Ada salah seorang wali murid bertanya kepada saya, “Mengapa sekarang banyak murid memiliki nilai tinggi, tapi tidak kok tidak bisa apa-apa ya? Dulu, tidak banyak murid yang mendapat nilai tinggi di rapornya, bahkan ada juga yang diberi nilai merah, tapi kok mentes ya? Nilai sekarang kok tidak mencerminkan kemampuan ya?”

Saya agak kaget mendengar pertanyaan kritis tersebut, karena jarang ada wali murid yang mau peduli dengan masalah ini. Biasanya mereka diam saja jika nilai anak-anak mereka telah melampaui standar minimal. Mereka baru protes atau bertanya-tanya jika nilai anak-anak mereka tidak mencapai standar minimal.

Saya kemudian menjawabnya, “Menurut saya penyebab mendasarnya ada tiga yaitu, pertama karena adanya acuan kriteria ketuntasan belajar (SKBM atau KKM), apalagi jika nilai standar minimalnya itu sudah tinggi;  kedua adalah rendahnya komitmen guru dalam melaksanakan pembelajaran yang ideal; dan ketiga adalah nilai itu diperoleh murid dari cara-cara yang curang.”       

“Lho kok bisa pak?

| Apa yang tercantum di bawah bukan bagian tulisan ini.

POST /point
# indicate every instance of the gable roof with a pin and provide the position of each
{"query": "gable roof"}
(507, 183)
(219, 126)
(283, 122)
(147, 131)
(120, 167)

Bagaimana maksudnya?”, orang itu bertanya-tanya dengan penuh keheranan dengan jawaban saya tersebut. Saya kemudian menjelaskannya dengan panjang lebar kepadanya. Kalau tho beliau belum paham dengan penjelasan lisan saya waktu itu, maka artikel ini menegaskan kembali penjelasan tersebut. Semoga beliau mau membacanya.

Pada masa sekarang kita jarang menjumpai nilai-nilai rendah dalam rapor atau lampiran ijazah peserta didik. Hal ini disebabkan adanya Standar Ketuntasan Belajar Minimal (SKBM; istilah ini digunakan dalam Kurikulum Berbasis Kompetensi) atau Kriteria Ketuntasan Minimal (KKM; istilah ini digunakan dalam Kurikulum Tingkat Satuan Pendidikan). SKBM atau KKM itu ditampilkan dalam bentuk nilai-nilai minimal yang menjadi acuan ketuntasan belajar. Tuntas atau tidaktuntasnya peserta didik ditentukan oleh tercapai atau tidak tercapainya nilai minimal itu.

Hal ini mengakibatkan banyaknya peserta didik memiliki nilai rapor yang sangat tinggi, namun nilai tersebut tidak benar-benar merepresentasikan tingkat kompetensi yang seharusnya dikuasai. Nilai tersebut kehilangan makna. Nilai-nilai tinggi itu tidak berbanding lurus dan prestasi dan kompetensi yang dituntut.

Sebenarnya fungsi KKM sangat ideal dalam proses pembelajaran, karena menjadi acuan untuk mengetahui tingkat kompetensi peserta didik. Sayangnya dalam praktiknya, banyak muncul penyederhanaan, bahkan penyimpangan. Demi kepentingan pragmatis, penentuan KKM seringkali mengabaikan prosedur. Agar citra sekolah tampak bagus dan memudahkan peserta didik untuk mendaftar di jenjang pendidikan di atasnya, pihak sekolah serta merta mematok angka tertentu yang tinggi, misal 80, sebagai KKM untuk tiap mata pelajaran. Akibatnya, prosedur penetapan KKM yang harus mempertimbangkan tingkat kompleksitas, sumber daya pendukung pembelajaran, tingkat kemampuan rata-rata (intake) peserta didik, pun tidak dipertimbangkan.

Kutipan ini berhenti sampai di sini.